Music made using instruments such as the rubab, the tanbur and the dholak could be lost. She is calling for Germany, which has already established asylum schemes, to set up an Institute of Afghanistan Traditional Music, which could become an international hub for the art form and could help to “potentially get more people out of the country to teach”.
Artists who made “modern” music, such as rock and pop, also remain stranded in the country. One singer-songwriter and guitar player spoke to Index anonymously. He taught himself the guitar after practising on his father’s dotar. His income stream from music has completely stopped. While he sees music “as a way for great social and cultural change, rather than for money making”, that too has been curtailed.
Having a public profile as a musician is now “almost equal to signing my death certificate”, he said. He has endured threats and physical attacks, and the situation has severely impacted his mental health. “I spend every day with worry and every night with fear, and sometimes I jump from sleep,” he said. “The mental problems that have been created for me are sometimes unbearable.

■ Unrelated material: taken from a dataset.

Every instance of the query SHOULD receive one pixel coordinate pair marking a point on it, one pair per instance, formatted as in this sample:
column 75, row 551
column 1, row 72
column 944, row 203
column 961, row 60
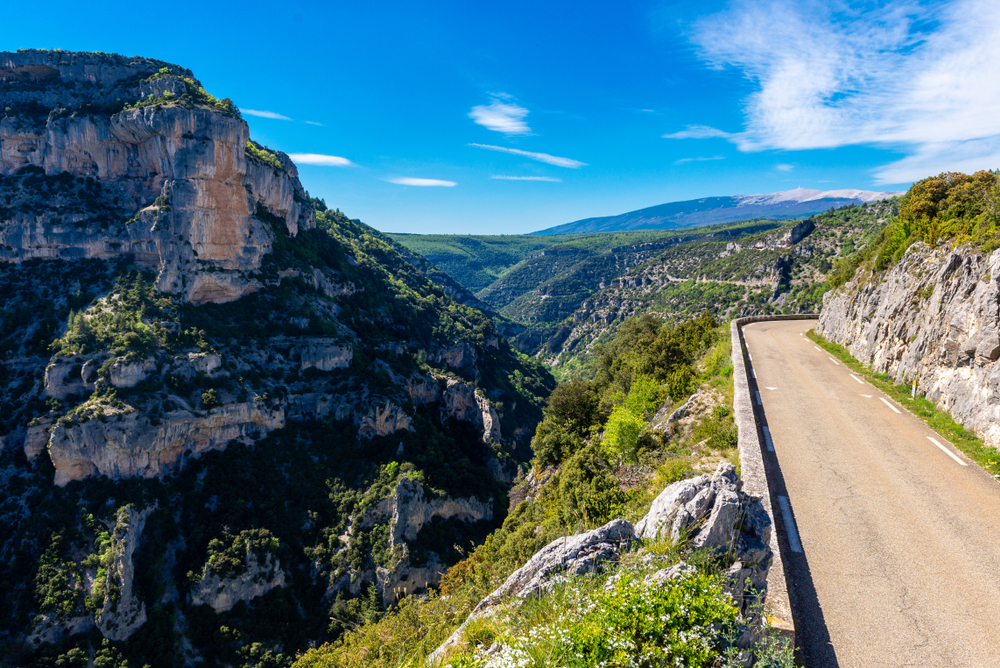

I am always worried about being arrested, killed or tortured.”
Prior to 2021, he would perform for events like International Women’s Day. He hopes that one day girls and women can “study freely and play music, and not be deprived of their basic rights”.
“The absence of music and art has caused freedom of expression to disappear, creativity in culture and art to decline, and national and cultural identity to be weakened,” he said.
Those who have fled Afghanistan have been torn away from their home country, but are still beating the drum for progress and equality. Sarmast, of the Afghanistan National Institute of Music, says that the international music community must work together to raise awareness of the cultural destruction and “gender apartheid” that is happening, and put pressure on the Taliban to restore human rights, of which he believes access to music is one.
As Afghan musicians live in the shadows, those in exile continue to raise awareness of their plight. But there is a real risk that the rich musical heritage of the country will be forever silenced if the world doesn’t continue to campaign for its right to exist.